Après la sortie de Once Upon a Time… in Hollywood, Shannon Lee, la fille de Bruce Lee, s’était insurgée contre le portrait déplorable que Quentin Tarantino avait donné de son père. En effet, dans le film, le maître en arts martiaux campé par Mike Moh brille avant tout par son arrogance, avant de se prendre une dérouillée par le personnage de Cliff Booth incarné par Brad Pitt.
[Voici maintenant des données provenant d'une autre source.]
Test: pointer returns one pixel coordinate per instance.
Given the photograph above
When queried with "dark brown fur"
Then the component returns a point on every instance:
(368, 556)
Lors d’un récent passage dans le podcast The Joe Rogan Experience, le cinéaste a écarté d’un revers de la main les critiques de Shannon Lee, soulignant qu’il se doutait qu’elle aurait mal pris la chose puisque « c’est son p*tain de père ». Des propos qui, comme on peut s’en douter, ont fortement déplu à la principale intéressée.

« Je suis vraiment putain de fatiguée de voir des hommes blancs de Hollywood essayer de me dire qui était Bruce Lee », a lâché Shannon Lee lors d’une interview avec The Hollywood Reporter, estimant que son père est réduit à une caricature depuis sa disparition en 1973.
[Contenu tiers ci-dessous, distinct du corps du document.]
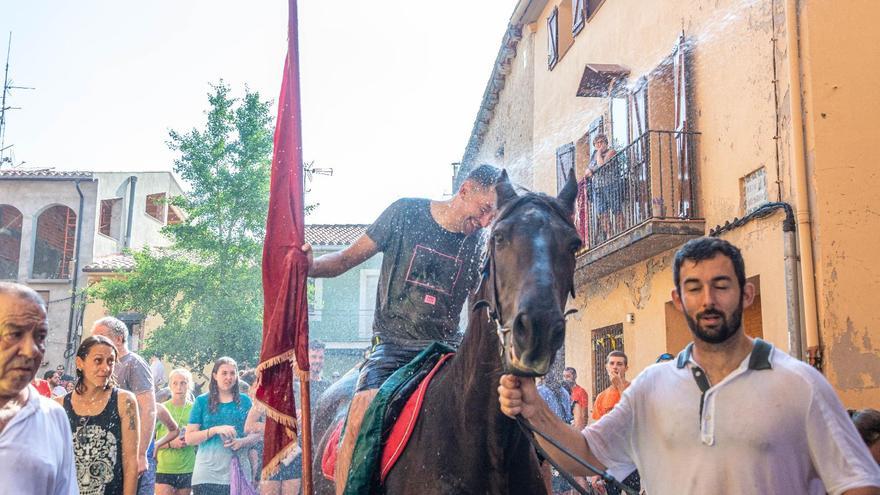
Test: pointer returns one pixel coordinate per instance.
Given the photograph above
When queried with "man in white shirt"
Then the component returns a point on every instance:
(731, 415)
(36, 447)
« Je suis épuisée d’entendre des hommes blancs à Hollywood dire qu’il était arrogant et que c’était un connard. Ils n’ont pas la moindre idée et ne peuvent pas comprendre ce que ça pouvait être de travailler dans le Hollywood des années 60 et 70 en tant qu’homme chinois avec un accent, ou d’essayer d’exprimer une opinion sur un plateau de tournage en étant perçu comme un étranger et une personne de couleur », a poursuivi Shannon Lee.

Enfin, si la fille de Bruce Lee comprend bien que la scène incriminée avait surtout pour fonction de faire briller le personnage de Cliff Booth, elle continue à penser qu’elle était « inexacte et non nécessaire » et que Quentin Tarantino aurait pu éviter un tel cliché dans son film.